Theresa May has told MPs she will seek to re-open negotiations with the EU over the Northern Ireland backstop.
The PM said she would go back to Brussels to get a “significant and legally binding change” to the controversial proposal, which aims to stop the return of border checks.
The EU has said it will not change the legal text agreed with the UK PM.
Mrs May said she knew there was a “limited appetite” in the EU, but she believed she could “secure” it.
She is expected to have phone calls with key EU leaders throughout the day ahead of a series of Commons votes over the future direction of Brexit.
Mrs May said the vote later would be a chance to “send a clear message” to EU on the backstop.
Senior Brexiteer rebels – who voted down her deal last month – have indicated they would be willing to back the rest of the UK-EU Brexit deal if she gets legal changes to the backstop.
The backstop is the insurance policy in Mrs May’s plan to prevent checks on good and people returning to the border between Northern Ireland and Ireland, which some MPs fear could leave the UK tied to the EU’s rules indefinitely.
MPs put forward a string of amendments to modify the prime minister’s Brexit plan after it was voted down by an historic margin on 15 January.
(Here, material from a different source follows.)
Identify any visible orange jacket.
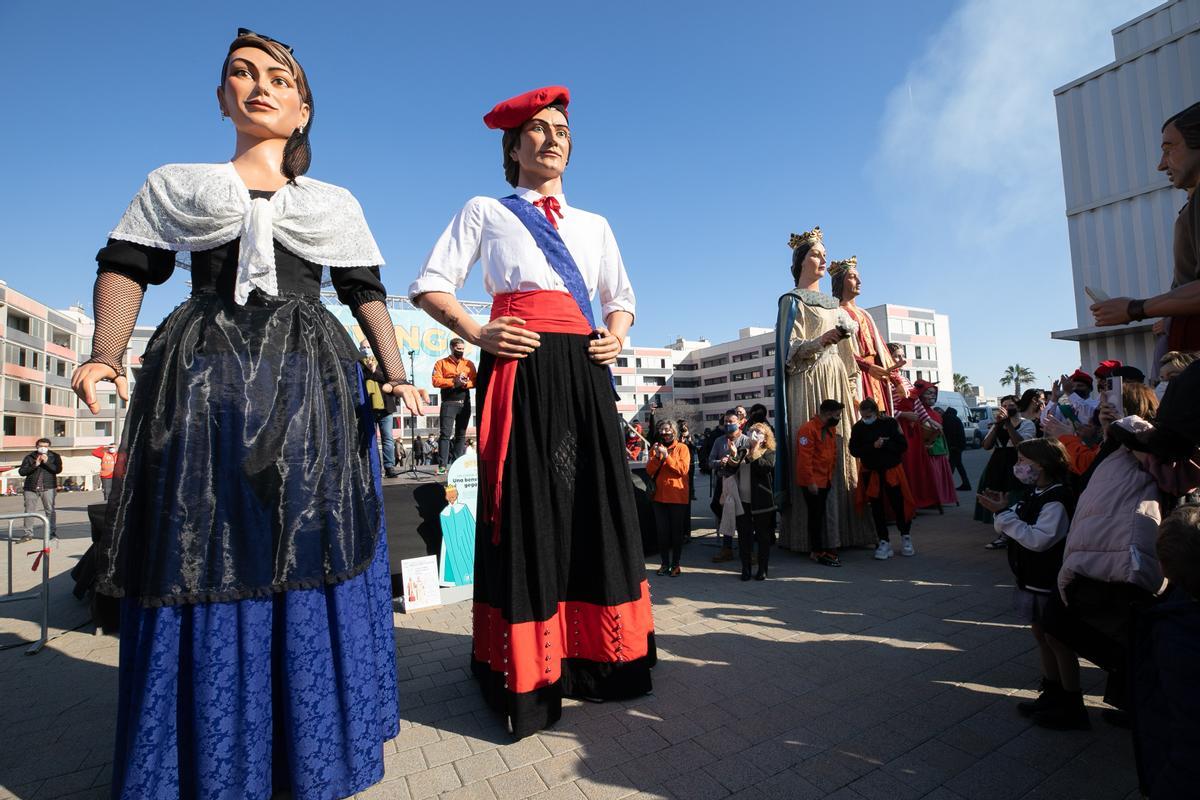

Speaker of the House, John Bercow, has named seven amendments to be debated and voted on, including one from Tory MP Sir Graham Brady calling on “alternative arrangements” to the backstop, and one from Labour MP Yvette Cooper, which could delay the exit date by up to nine months.
Opening the debate, Mrs May said: “This House has left no-one in any doubt about what it does not want. Today we need to send an emphatic message about what we do want.”